Canned Wine: Fad or Future?

When canned wines started to pop up in stores a lot of folks scoffed. To many in the wine industry, canned wine seemed like a cheap trend, something entertaining but ephemeral. After all: wine lovers are always going to want to sniff their corks and swirl their glasses. Popping open a can top doesn’t have the same… je ne sais quoi. And yet, canned wines continued to grow. Slowly, sure, but they didn’t disappear after the summer picnic months, a fun ‘seasonal experiment’ like many assumed.

Now, there are more than three times more canned-wine brands on the market than in 2017. Canned wines accounted for 1.2% of wine dollars spent this past summer. Sales have doubled. Why?

There’s a few reasons. First and foremost, the elephant in the room, the shadow over the last year and a half: the pandemic. The increase in online shopping, and online shopping for groceries and alcohol specifically, pushed the popularity of canned wines. Maybe it was just the increase in alcohol and wine sales in general, or maybe it came from a growing guilt at opening and finishing an entire bottle of wine (or two) every night in the early days of lockdown, but canned wines boomed.

Two: cans are convenient. We’re a little biased about metal receptacles over here at Skolnik, but canned wines travel well. And, as we all slowly and safely reunited with friends outdoors for the last several months, cans were an ideal companion.

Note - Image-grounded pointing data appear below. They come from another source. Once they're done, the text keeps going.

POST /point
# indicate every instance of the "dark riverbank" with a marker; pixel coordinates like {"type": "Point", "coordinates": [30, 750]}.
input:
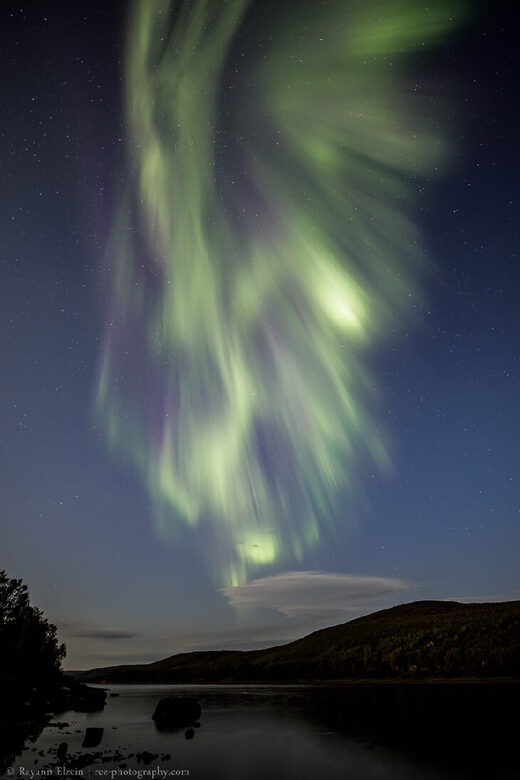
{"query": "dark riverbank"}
{"type": "Point", "coordinates": [361, 731]}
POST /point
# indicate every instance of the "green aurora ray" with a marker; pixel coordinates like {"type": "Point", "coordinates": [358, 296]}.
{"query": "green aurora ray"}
{"type": "Point", "coordinates": [263, 247]}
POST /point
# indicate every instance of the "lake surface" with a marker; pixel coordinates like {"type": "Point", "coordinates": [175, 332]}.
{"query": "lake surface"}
{"type": "Point", "coordinates": [248, 732]}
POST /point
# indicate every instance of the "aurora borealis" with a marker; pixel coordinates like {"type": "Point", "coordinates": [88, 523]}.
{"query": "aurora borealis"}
{"type": "Point", "coordinates": [233, 367]}
{"type": "Point", "coordinates": [259, 316]}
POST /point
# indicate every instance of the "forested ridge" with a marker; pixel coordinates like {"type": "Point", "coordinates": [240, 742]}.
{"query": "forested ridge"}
{"type": "Point", "coordinates": [421, 640]}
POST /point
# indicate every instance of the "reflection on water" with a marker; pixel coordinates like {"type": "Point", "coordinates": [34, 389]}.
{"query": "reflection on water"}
{"type": "Point", "coordinates": [355, 732]}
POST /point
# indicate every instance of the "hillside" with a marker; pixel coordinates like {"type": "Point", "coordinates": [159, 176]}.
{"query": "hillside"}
{"type": "Point", "coordinates": [424, 639]}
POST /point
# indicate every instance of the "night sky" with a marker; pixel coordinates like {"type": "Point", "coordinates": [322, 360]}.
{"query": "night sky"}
{"type": "Point", "coordinates": [110, 561]}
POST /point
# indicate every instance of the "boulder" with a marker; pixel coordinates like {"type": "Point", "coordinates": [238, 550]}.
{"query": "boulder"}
{"type": "Point", "coordinates": [176, 712]}
{"type": "Point", "coordinates": [93, 737]}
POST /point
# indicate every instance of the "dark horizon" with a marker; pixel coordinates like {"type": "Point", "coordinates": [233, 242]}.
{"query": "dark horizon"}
{"type": "Point", "coordinates": [113, 538]}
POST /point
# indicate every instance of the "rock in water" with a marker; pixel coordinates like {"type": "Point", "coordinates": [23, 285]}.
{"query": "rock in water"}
{"type": "Point", "coordinates": [62, 751]}
{"type": "Point", "coordinates": [176, 712]}
{"type": "Point", "coordinates": [93, 737]}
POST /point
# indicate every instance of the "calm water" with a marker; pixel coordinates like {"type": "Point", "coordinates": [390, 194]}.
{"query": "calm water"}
{"type": "Point", "coordinates": [274, 733]}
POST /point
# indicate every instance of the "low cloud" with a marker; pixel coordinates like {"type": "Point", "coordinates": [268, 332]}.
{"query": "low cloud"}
{"type": "Point", "coordinates": [78, 630]}
{"type": "Point", "coordinates": [306, 593]}
{"type": "Point", "coordinates": [105, 633]}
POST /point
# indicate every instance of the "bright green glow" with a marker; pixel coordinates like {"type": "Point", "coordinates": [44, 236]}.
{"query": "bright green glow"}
{"type": "Point", "coordinates": [232, 369]}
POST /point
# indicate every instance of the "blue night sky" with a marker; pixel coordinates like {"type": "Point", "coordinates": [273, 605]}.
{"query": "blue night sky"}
{"type": "Point", "coordinates": [78, 521]}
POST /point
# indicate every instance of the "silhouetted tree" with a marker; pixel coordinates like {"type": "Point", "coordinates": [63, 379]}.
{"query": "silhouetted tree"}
{"type": "Point", "coordinates": [29, 649]}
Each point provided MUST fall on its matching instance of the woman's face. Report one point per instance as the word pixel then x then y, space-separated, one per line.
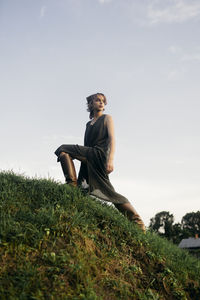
pixel 98 103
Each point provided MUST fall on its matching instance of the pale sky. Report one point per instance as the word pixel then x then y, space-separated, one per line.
pixel 143 55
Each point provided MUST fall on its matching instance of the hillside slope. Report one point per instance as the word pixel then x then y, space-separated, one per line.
pixel 56 243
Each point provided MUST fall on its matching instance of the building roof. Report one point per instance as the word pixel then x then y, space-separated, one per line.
pixel 190 243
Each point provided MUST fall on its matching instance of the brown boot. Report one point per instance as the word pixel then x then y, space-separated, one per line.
pixel 128 210
pixel 68 168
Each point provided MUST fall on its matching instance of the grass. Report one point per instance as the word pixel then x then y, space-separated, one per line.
pixel 56 243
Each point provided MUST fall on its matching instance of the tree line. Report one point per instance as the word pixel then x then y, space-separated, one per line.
pixel 163 224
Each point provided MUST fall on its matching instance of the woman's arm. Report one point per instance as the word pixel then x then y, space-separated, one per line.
pixel 111 135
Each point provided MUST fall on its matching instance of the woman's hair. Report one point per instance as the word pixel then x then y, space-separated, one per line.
pixel 90 103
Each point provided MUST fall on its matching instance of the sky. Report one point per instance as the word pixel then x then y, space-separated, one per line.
pixel 144 55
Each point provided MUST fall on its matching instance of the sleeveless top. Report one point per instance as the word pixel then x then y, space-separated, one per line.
pixel 96 135
pixel 96 140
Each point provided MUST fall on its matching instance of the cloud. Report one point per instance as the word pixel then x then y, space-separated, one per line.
pixel 172 11
pixel 43 11
pixel 191 57
pixel 104 1
pixel 183 56
pixel 175 49
pixel 175 74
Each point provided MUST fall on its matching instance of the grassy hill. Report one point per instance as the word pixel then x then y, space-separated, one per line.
pixel 56 243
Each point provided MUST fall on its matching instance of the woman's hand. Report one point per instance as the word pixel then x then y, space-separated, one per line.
pixel 109 167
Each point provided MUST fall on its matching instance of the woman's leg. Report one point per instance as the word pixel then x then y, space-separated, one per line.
pixel 68 168
pixel 66 154
pixel 128 210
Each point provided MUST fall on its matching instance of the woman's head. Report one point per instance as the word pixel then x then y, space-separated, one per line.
pixel 91 104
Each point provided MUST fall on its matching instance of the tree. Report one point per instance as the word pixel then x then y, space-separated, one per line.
pixel 162 223
pixel 191 224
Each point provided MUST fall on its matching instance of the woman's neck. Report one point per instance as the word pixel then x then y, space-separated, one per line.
pixel 97 114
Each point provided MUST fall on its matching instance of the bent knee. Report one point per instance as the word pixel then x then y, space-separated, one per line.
pixel 62 154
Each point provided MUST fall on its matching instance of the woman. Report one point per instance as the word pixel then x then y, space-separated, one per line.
pixel 96 158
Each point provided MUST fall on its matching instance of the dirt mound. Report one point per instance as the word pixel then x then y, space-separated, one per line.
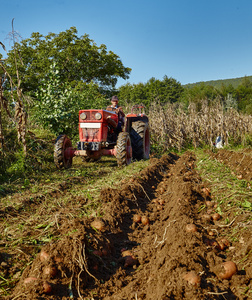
pixel 239 162
pixel 141 247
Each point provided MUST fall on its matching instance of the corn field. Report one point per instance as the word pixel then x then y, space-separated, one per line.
pixel 174 128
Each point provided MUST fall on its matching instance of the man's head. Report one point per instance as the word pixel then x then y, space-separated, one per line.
pixel 114 101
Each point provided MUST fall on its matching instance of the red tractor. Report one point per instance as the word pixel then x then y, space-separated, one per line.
pixel 99 135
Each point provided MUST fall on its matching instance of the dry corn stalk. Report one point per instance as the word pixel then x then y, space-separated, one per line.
pixel 172 127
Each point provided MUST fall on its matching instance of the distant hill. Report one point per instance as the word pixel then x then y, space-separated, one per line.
pixel 218 83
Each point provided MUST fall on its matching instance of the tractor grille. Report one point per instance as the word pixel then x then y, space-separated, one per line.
pixel 90 134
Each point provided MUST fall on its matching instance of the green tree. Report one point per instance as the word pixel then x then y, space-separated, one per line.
pixel 57 104
pixel 78 59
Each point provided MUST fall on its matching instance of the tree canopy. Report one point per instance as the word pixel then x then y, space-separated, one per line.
pixel 78 59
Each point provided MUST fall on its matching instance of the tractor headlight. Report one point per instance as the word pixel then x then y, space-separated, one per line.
pixel 98 116
pixel 83 116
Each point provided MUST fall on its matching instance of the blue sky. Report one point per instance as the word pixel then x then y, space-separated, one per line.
pixel 189 40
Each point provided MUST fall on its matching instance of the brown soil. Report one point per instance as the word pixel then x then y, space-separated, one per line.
pixel 87 263
pixel 239 162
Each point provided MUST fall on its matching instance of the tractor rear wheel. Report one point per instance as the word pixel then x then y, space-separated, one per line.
pixel 60 146
pixel 123 149
pixel 140 138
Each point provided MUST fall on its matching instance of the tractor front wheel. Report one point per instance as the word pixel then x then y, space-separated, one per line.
pixel 123 149
pixel 140 137
pixel 61 159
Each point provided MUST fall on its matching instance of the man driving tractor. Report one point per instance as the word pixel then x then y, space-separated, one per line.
pixel 118 109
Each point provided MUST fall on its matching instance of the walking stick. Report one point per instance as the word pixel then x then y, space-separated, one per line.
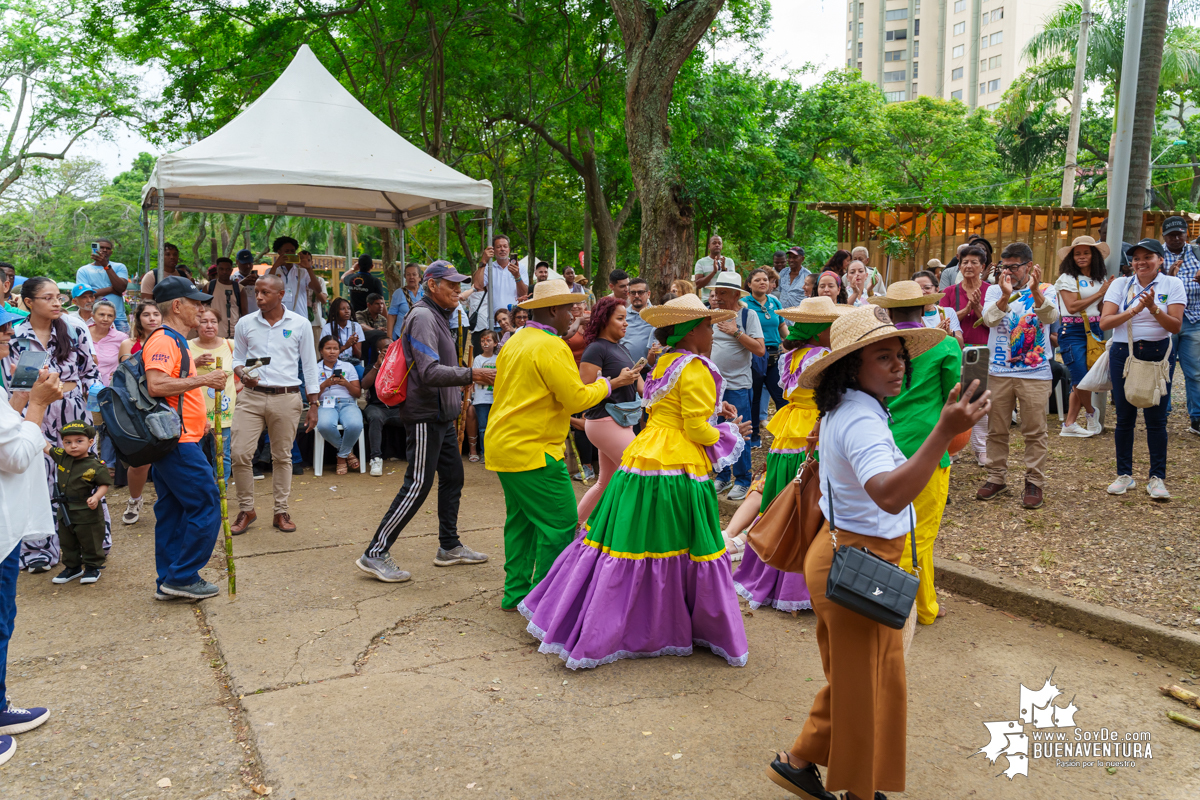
pixel 221 489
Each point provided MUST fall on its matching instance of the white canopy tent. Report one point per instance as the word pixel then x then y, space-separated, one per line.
pixel 307 149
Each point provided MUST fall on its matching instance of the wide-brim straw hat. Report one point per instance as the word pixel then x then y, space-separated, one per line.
pixel 727 280
pixel 814 310
pixel 551 293
pixel 683 310
pixel 905 294
pixel 863 326
pixel 1084 241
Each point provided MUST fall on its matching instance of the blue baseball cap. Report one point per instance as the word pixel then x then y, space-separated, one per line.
pixel 442 270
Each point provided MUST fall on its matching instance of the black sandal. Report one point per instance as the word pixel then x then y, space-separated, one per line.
pixel 802 782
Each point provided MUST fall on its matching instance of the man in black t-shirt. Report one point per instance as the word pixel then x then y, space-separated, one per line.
pixel 360 283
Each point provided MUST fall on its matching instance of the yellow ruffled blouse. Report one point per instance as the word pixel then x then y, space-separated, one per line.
pixel 678 428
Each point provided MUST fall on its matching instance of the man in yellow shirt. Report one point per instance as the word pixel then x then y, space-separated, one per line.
pixel 538 388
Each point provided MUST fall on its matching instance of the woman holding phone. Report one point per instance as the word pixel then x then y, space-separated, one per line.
pixel 1143 311
pixel 857 727
pixel 147 319
pixel 70 353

Three: a new generation of wine lovers. Canned wine is particularly popular among younger consumers. According to Danelle Kosmal, senior vice president of NielsenIQ Beverage Alcohol Practice, “Drinkers ages 21-34 represent only 15% of bottled wine buyers but 26% of canned wine buyers and 29% of canned sparkling wine buyers.”

That last bit is an important potential fourth reason. Sparkling wine. Canned wine lends itself particularly well to sparkling wines and wine spritzers. Bubbles and cans kind of go together. And since the products often have soda water added to them, they come with less calories and less alcohol, and thus, can be perceived as better for consumers’ health and wellness.

Meanwhile, brands and marketers love the immediate brand recognition of a canned product vs. a bottled product. Alix Peabody of Bev canned wine puts this perfectly when she said, “Once you pour it into a glass, no one can tell what you’re drinking, but cans are essentially mini-billboards for the brand.”

Event organizers and venues enjoy how easy they are to store and restock, how they allow them to offer more options and, hopefully, attract more purchases. Winemakers and alcohol distributors large and small appreciate the potential eco-friendly benefit of cans vs. bottles. Natural winemakers have discovered that a can might be a more stable environment for natural wines because of the lack of UV light penetration or oxygen exchange. A master sommelier, Emmanuel Kemiji, even started a canned wine (L+i canned wines).

All of this is to say: canned wine has proved itself more than a passing fad and is absolutely crushing it right now.